Boost :

Date view	Thread view	Subject view	Author view

Subject: Re: [boost] Proposal: Monotonic Containers - Comparison with boost::pool, boost::fast_pool and TBB
From: Simonson, Lucanus J (lucanus.j.simonson_at_[hidden])
Date: 2009-06-22 12:12:04

Next message: Ion Gaztañaga: "Re: [boost] [Interprocess::Semaphore] Deadlock on more producers - one consumer problem"
Previous message: Ion Gaztañaga: "Re: [boost] [Interprocess::Semaphore] Deadlock on more producers - one consumer problem"
In reply to: Christian Schladetsch: "Re: [boost] Proposal: Monotonic Containers - Comparison with boost::pool, boost::fast_pool and TBB"
Next in thread: Christian Schladetsch: "Re: [boost] Proposal: Monotonic Containers - Comparison with boost::pool, boost::fast_pool and TBB"
Reply: Christian Schladetsch: "Re: [boost] Proposal: Monotonic Containers - Comparison with boost::pool, boost::fast_pool and TBB"

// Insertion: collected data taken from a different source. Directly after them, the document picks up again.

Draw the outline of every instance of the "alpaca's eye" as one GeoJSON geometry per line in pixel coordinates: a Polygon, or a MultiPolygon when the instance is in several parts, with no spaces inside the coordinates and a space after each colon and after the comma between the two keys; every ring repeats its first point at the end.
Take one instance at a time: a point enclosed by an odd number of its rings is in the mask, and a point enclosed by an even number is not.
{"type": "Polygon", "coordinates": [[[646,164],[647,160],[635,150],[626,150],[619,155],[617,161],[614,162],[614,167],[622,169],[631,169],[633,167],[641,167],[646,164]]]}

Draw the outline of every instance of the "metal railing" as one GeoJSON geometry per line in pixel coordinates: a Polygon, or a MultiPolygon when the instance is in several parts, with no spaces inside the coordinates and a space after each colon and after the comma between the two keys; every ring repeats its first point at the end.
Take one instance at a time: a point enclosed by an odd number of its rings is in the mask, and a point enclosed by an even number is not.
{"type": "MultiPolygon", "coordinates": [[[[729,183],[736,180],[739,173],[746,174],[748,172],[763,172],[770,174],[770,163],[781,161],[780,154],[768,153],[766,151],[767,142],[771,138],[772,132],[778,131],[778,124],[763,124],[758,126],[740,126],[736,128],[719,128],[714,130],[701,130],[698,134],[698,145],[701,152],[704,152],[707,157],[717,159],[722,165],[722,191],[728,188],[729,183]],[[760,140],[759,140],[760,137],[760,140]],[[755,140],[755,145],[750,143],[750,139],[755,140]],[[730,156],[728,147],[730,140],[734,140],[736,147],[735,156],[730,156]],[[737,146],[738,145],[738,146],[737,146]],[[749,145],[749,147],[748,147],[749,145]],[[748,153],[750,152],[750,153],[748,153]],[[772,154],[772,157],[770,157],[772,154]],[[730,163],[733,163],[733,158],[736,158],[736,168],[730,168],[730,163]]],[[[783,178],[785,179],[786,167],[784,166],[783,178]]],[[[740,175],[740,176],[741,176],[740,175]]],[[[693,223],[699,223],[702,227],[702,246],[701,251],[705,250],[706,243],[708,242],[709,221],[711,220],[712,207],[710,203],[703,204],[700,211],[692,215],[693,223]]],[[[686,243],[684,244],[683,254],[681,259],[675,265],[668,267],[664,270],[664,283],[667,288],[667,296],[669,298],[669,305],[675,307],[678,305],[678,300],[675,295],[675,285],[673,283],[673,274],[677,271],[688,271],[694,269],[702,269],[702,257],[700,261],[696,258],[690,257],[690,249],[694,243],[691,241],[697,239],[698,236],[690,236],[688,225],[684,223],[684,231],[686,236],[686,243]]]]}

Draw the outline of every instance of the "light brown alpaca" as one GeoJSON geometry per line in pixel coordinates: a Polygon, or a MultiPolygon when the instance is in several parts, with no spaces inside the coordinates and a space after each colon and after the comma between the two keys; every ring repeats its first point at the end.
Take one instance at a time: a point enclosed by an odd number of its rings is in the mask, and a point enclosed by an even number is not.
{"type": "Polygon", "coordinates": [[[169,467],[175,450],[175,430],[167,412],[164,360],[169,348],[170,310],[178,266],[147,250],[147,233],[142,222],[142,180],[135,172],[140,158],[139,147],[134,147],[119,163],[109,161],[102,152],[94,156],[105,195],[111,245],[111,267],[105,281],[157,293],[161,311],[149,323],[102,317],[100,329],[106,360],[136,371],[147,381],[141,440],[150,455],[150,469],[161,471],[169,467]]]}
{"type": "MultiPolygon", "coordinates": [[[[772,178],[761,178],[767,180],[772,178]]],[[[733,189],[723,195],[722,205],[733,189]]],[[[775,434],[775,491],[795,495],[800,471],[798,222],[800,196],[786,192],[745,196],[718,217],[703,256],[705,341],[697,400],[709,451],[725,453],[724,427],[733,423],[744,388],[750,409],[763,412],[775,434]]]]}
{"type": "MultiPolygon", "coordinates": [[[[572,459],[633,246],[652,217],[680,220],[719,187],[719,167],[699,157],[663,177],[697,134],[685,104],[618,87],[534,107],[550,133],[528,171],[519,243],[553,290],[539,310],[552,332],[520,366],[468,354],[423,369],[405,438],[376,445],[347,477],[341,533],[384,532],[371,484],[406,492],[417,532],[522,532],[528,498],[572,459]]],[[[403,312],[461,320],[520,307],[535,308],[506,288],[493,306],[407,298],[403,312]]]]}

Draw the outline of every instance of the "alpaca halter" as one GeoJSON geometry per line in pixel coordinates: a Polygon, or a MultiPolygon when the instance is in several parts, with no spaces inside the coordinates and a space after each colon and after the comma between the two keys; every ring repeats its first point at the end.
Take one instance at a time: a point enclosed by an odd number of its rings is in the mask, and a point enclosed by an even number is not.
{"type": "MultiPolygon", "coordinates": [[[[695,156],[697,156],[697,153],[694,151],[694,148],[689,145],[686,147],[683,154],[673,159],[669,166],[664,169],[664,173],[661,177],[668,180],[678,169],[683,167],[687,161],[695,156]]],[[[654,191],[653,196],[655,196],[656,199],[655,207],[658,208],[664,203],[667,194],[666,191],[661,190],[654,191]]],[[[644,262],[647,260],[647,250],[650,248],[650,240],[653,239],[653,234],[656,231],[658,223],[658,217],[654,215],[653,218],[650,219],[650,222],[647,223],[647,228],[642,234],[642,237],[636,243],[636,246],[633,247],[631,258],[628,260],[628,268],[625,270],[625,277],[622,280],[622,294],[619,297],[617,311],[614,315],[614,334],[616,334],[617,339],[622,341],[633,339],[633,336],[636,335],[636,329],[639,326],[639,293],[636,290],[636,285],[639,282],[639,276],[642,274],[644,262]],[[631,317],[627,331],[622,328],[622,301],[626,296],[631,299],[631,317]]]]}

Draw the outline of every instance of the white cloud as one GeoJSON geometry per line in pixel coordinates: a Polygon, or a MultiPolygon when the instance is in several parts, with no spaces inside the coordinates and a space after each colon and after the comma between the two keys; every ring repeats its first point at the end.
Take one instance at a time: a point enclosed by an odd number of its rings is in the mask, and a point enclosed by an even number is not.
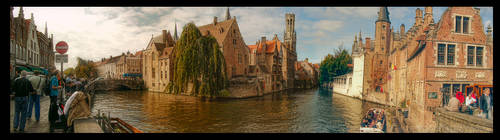
{"type": "Polygon", "coordinates": [[[314,28],[319,31],[334,32],[344,25],[342,21],[320,20],[314,24],[314,28]]]}
{"type": "MultiPolygon", "coordinates": [[[[439,18],[438,13],[445,8],[435,9],[434,17],[439,18]]],[[[492,8],[481,9],[482,14],[487,14],[483,18],[485,24],[492,23],[492,8]]],[[[243,39],[250,45],[262,35],[271,38],[277,34],[282,40],[285,13],[294,12],[299,58],[320,60],[340,42],[350,49],[354,34],[360,29],[363,37],[373,38],[369,35],[373,34],[378,10],[379,7],[231,7],[230,13],[236,16],[243,39]]],[[[409,28],[413,24],[415,8],[389,10],[394,26],[404,23],[409,28]]],[[[15,7],[15,17],[18,11],[15,7]]],[[[24,7],[24,11],[26,18],[34,13],[39,31],[44,31],[47,21],[54,41],[68,42],[70,62],[65,67],[74,67],[76,56],[100,60],[144,49],[152,34],[159,35],[161,30],[173,32],[174,23],[180,35],[188,22],[201,26],[212,23],[214,16],[224,20],[226,7],[24,7]]]]}

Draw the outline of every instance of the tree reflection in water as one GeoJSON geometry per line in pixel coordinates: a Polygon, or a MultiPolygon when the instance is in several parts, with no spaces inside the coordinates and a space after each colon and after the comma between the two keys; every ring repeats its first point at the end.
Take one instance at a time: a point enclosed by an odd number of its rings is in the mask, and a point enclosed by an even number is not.
{"type": "Polygon", "coordinates": [[[111,112],[144,132],[359,132],[376,104],[326,90],[273,93],[248,99],[201,99],[148,91],[96,94],[93,112],[111,112]]]}

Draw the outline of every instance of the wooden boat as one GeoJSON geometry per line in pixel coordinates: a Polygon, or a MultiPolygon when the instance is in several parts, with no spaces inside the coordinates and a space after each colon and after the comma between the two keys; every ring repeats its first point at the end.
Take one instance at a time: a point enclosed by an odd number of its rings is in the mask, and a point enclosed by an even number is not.
{"type": "Polygon", "coordinates": [[[385,133],[386,117],[383,109],[369,109],[361,120],[360,133],[385,133]]]}
{"type": "Polygon", "coordinates": [[[111,118],[110,125],[113,128],[113,133],[143,133],[120,118],[111,118]]]}
{"type": "Polygon", "coordinates": [[[97,124],[101,127],[104,133],[143,133],[141,130],[135,128],[134,126],[126,123],[120,118],[111,117],[110,113],[104,115],[101,110],[97,110],[97,124]]]}

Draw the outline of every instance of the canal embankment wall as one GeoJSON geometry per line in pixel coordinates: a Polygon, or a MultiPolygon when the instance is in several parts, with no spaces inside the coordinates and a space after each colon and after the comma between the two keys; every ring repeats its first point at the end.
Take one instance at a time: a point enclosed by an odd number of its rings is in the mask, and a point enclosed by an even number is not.
{"type": "Polygon", "coordinates": [[[142,90],[144,89],[144,81],[142,80],[99,80],[93,83],[95,91],[111,91],[111,90],[142,90]]]}
{"type": "Polygon", "coordinates": [[[436,109],[437,133],[493,133],[493,120],[436,109]]]}

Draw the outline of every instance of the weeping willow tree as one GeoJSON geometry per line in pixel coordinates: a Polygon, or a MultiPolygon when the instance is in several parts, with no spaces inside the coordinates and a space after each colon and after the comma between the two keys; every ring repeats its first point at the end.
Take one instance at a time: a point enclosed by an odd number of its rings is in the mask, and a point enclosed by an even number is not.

Christian Schladetsch wrote:

> There are exceptions and other vagaries that are yet to be explained.
> Even though I've added a pool system, list_sort<int> is still faster
> with boost::fast_pool and TBB on MSVC. This is surprising, as
> list_create<int> is faster for monotonic. So this means that the sort
> itself - and not the allocation - is slower when using a 'monotonic
> data-structure'. I have spent some time investigating this and have
> yet to find a good answer.

My guess is that the algorithm is allocating and deallocating in an n^2 loop. By using n^2 memory for O(n) elements you end up with elements spread throughout a large address range, though weighted more toward the recently allocated addresses. Peak memory will be a good metric. Do you have access to VTune? You seem to struggle to identify the cause of performance loss and are reduced to guesswork. There also exist memory profiling tools. In linux you can poll /proc to get memory usage. There are little linux utilities out there called memtime and such that work this way.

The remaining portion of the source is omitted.